The nvidia.com/gpu field indicates the number of GPUs required by a container. You must specify this field when you create a GPU-accelerated elastic container instance. If you do not specify this field, an error is returned when the pod is being started.

Sample code:

apiVersion: apps/v1 # for versions before 1.8.0 use apps/v1beta1
kind: Deployment
metadata:
  name: nginx-gpu-demo-1
  labels:
    app: nginx
spec:
  replicas: 2
  selector:
    matchLabels:
      app: nginx
  template:
    metadata:
      labels:
        app: nginx
      annotations:
        k8s.aliyun.com/eci-use-specs: ecs.gn5i-c4g1.xlarge  #Specify a GPU-accelerated ECS instance type.
    spec:
      containers:
      - name: nginx
        image: registry-vpc.cn-beijing.aliyuncs.com/eci_open/nginx:1.15.10 # replace it with your exactly <image_name:tags>
        resources:
            limits:
              nvidia.com/gpu: '1'    #Specify the number of GPUs required by a container. This is a required field. If you do not specify this field, an error is returned when the pod is being started.
        ports:
        - containerPort: 80

API mode

When you call the CreateContainerGroup operation to create an elastic container instance, you can use the InstanceType parameter to specify a GPU-accelerated ECS instance type and use the Container.N.Gpu parameter to specify the number of GPUs required by a container. The following table describes the parameters. For more information, see CreateContainerGroup.

Parameter

Type

Required

Example

Description

InstanceType

String

No

ecs.gn6v-c8g1.2xlarge

The ECS instance types. The following GPU-accelerated ECS instance families are supported: gn6v, gn6i, gn5i, and gn5. You can specify up to five ECS instance types at a time. Separate multiple instance types with commas (,). Example: ecs.gn6v-c8g1.2xlarge,ecs.gn6i-c4g1.xlarge.

Container.N.Gpu

Integer

No

1

The number of GPUs allocated to the container.

Notice

When you create a GPU-accelerated elastic container instance, you must specify both the InstanceType and Container.N.Gpu parameters. You must also make sure that the sum of the Container.N.Gpu and InitContainer.N.Gpu values (the total number of GPUs to be allocated to all the containers) does not exceed the number of GPUs provided by each of the specified GPU-accelerated ECS instance types.

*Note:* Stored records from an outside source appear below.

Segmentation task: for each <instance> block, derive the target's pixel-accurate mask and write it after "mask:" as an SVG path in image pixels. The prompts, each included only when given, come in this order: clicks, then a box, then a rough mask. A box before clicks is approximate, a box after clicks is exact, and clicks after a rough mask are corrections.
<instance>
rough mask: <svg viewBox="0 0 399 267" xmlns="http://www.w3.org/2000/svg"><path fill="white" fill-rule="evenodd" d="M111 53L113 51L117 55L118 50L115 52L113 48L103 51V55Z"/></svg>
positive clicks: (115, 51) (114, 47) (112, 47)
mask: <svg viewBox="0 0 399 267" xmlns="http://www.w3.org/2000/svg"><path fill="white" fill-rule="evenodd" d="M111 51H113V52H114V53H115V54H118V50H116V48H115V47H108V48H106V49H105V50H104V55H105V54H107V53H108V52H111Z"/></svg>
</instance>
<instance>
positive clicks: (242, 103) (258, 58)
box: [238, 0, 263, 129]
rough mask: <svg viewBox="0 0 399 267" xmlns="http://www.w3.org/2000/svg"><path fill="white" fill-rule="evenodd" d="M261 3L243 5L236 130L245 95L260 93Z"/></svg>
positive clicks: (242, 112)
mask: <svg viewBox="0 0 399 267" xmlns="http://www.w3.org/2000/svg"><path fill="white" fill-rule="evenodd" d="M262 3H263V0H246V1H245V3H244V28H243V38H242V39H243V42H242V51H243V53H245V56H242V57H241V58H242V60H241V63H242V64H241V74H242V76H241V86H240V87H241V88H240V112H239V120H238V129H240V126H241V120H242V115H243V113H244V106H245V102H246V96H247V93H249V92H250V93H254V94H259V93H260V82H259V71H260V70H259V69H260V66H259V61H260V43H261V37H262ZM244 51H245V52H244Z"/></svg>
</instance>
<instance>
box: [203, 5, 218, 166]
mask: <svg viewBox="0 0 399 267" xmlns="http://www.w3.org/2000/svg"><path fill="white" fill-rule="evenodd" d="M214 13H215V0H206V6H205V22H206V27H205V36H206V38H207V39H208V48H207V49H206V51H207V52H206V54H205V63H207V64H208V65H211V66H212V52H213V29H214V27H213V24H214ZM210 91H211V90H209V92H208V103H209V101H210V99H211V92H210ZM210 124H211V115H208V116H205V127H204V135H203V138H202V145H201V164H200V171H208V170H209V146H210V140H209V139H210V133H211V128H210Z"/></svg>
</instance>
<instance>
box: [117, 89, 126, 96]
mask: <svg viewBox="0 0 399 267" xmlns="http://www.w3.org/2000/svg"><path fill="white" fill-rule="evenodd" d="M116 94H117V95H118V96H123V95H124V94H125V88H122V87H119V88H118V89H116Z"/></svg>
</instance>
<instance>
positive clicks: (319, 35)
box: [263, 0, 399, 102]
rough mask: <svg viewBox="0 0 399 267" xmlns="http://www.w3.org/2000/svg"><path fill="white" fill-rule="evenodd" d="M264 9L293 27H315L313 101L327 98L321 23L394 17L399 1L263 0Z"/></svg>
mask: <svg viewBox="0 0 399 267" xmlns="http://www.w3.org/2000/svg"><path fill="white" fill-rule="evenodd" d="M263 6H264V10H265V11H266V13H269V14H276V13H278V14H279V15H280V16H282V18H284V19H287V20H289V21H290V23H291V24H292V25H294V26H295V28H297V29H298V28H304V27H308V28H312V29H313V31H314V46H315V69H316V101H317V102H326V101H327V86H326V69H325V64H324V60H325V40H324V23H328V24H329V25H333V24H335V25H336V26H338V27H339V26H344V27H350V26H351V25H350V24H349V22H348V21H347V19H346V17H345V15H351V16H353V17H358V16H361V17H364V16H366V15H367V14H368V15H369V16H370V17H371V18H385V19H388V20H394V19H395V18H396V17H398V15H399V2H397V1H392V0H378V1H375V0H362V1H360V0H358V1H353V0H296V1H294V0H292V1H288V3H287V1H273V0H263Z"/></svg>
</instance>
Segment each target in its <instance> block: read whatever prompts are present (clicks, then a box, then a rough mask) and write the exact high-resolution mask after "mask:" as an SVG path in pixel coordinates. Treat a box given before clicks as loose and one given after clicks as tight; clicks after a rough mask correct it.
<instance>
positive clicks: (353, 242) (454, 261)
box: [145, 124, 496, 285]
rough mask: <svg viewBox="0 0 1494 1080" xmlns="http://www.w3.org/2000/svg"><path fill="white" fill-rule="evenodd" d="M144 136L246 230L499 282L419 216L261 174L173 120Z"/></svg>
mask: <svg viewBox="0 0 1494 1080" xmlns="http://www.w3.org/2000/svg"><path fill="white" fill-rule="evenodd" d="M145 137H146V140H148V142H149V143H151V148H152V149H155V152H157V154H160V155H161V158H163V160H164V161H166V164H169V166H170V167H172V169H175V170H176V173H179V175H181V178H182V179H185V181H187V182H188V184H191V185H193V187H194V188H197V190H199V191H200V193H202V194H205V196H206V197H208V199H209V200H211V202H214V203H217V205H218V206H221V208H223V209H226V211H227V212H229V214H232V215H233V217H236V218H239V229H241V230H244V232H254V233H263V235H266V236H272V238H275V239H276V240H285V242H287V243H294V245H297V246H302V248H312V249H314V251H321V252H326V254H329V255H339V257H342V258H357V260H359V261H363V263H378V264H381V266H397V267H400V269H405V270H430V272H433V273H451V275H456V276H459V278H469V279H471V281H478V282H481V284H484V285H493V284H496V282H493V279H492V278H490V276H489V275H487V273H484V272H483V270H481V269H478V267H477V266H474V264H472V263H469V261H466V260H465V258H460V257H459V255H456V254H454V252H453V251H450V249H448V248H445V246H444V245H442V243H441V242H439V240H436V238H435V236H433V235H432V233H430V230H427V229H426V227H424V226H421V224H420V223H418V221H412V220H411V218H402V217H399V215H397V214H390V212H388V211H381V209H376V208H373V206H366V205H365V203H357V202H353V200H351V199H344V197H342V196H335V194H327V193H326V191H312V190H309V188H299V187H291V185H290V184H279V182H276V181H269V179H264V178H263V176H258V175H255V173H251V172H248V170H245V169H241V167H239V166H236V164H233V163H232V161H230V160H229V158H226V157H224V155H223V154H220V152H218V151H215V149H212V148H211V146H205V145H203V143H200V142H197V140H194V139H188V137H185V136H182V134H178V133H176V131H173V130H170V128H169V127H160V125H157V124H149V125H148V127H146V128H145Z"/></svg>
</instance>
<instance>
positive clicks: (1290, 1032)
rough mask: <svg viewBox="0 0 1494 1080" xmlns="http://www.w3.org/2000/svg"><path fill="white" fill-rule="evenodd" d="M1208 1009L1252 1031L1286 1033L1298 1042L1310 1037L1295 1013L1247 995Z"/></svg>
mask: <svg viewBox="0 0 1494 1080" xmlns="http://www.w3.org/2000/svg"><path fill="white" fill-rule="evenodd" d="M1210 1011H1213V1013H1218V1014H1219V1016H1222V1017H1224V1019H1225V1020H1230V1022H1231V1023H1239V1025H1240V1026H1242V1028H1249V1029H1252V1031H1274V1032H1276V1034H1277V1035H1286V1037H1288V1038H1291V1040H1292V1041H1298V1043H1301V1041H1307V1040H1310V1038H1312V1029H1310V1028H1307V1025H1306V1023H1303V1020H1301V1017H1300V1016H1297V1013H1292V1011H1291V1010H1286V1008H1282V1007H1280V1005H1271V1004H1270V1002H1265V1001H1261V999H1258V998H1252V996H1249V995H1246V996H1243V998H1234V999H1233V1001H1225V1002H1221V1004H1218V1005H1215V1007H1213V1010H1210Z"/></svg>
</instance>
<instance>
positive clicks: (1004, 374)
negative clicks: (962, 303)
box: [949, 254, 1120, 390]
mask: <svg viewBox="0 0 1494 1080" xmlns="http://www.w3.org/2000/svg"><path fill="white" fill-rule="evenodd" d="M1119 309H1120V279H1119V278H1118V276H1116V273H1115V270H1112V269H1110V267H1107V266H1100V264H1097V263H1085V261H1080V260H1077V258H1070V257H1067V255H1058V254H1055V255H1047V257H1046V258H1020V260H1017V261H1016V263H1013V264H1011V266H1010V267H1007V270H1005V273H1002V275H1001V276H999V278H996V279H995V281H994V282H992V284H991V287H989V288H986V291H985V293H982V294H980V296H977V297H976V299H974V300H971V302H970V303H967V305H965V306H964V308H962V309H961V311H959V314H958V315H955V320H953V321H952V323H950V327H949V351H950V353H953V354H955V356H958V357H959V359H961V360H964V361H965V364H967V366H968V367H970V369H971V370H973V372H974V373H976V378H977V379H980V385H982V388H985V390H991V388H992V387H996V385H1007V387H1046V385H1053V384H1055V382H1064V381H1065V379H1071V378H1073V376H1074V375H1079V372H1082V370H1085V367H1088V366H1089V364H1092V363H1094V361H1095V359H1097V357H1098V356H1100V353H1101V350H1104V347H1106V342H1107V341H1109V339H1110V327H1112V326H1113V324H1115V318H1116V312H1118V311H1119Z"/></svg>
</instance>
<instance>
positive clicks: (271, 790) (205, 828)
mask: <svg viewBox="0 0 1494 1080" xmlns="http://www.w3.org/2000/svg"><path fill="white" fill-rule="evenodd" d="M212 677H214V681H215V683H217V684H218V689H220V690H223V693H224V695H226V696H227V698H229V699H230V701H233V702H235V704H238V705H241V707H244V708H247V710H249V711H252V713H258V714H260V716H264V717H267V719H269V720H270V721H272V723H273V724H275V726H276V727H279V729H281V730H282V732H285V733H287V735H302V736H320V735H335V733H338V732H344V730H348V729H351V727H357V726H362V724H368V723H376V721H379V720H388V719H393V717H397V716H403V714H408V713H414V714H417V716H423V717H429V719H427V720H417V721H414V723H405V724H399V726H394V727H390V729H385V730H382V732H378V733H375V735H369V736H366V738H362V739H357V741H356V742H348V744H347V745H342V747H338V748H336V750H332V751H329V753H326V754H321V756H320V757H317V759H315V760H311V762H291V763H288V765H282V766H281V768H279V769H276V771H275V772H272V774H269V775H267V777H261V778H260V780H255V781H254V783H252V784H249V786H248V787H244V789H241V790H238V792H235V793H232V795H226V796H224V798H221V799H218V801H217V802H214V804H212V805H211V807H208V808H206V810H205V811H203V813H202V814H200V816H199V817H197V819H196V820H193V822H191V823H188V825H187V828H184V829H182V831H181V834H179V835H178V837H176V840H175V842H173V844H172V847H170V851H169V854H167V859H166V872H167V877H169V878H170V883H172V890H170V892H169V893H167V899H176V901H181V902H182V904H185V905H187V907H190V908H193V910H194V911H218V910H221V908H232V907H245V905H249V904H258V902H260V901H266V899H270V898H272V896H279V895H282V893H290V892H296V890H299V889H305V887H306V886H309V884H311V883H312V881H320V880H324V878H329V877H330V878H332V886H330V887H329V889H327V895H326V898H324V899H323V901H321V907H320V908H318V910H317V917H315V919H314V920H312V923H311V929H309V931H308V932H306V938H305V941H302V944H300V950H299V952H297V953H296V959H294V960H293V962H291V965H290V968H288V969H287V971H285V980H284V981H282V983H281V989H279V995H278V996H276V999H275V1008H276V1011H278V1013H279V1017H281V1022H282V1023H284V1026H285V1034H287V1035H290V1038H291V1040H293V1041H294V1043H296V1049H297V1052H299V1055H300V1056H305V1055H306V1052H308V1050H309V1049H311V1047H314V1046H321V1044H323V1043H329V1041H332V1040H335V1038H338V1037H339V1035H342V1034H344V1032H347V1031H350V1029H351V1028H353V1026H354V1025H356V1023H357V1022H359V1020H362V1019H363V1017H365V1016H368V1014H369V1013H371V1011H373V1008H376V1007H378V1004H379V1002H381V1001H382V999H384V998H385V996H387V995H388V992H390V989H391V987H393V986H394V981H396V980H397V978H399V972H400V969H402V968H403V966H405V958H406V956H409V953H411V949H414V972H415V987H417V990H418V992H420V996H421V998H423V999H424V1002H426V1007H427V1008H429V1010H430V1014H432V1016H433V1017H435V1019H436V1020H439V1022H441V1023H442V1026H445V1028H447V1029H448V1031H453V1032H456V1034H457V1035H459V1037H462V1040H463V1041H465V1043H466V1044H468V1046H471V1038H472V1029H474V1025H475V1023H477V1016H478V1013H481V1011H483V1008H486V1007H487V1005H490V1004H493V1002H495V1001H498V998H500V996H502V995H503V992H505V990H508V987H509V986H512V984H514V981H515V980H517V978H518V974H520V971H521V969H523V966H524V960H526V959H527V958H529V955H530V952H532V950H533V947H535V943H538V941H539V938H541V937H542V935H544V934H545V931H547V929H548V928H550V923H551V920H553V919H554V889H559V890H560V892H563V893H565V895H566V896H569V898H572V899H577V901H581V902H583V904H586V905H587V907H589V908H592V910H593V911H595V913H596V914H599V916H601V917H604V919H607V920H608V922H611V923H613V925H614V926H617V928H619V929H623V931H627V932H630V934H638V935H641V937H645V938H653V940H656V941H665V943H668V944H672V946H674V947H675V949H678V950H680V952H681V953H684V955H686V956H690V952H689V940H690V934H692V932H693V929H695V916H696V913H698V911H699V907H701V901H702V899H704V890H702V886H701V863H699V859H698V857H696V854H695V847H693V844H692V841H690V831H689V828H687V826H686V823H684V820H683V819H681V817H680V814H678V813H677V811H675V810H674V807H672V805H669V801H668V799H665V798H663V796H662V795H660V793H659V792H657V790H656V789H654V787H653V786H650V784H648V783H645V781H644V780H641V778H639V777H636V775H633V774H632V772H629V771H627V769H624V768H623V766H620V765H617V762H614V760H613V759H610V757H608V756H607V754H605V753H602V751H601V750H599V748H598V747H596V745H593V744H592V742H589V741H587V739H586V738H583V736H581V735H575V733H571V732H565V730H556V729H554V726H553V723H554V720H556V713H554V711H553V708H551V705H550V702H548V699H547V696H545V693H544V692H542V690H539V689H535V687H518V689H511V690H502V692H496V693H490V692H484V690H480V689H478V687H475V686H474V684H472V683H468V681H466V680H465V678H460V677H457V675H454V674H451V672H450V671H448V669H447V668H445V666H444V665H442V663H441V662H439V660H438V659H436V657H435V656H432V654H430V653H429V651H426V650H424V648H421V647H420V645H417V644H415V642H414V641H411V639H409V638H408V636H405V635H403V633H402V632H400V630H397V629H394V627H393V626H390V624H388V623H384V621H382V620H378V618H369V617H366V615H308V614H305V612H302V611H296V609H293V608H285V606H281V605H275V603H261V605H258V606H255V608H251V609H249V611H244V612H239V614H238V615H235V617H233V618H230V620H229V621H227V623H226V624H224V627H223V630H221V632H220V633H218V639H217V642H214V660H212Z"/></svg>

You can call the UpdateContainerGroup operation to change the number of GPUs allocated to each container in an existing GPU-accelerated elastic container instance. The following table describes the related parameters. For more information, see UpdateContainerGroup.

Parameter

Type

Required

Example

Description

Container.N.Gpu

Integer

No

1

The number of GPUs allocated to the container.

InitContainer.N.Gpu

Integer

No

1

The number of GPUs allocated to the init container.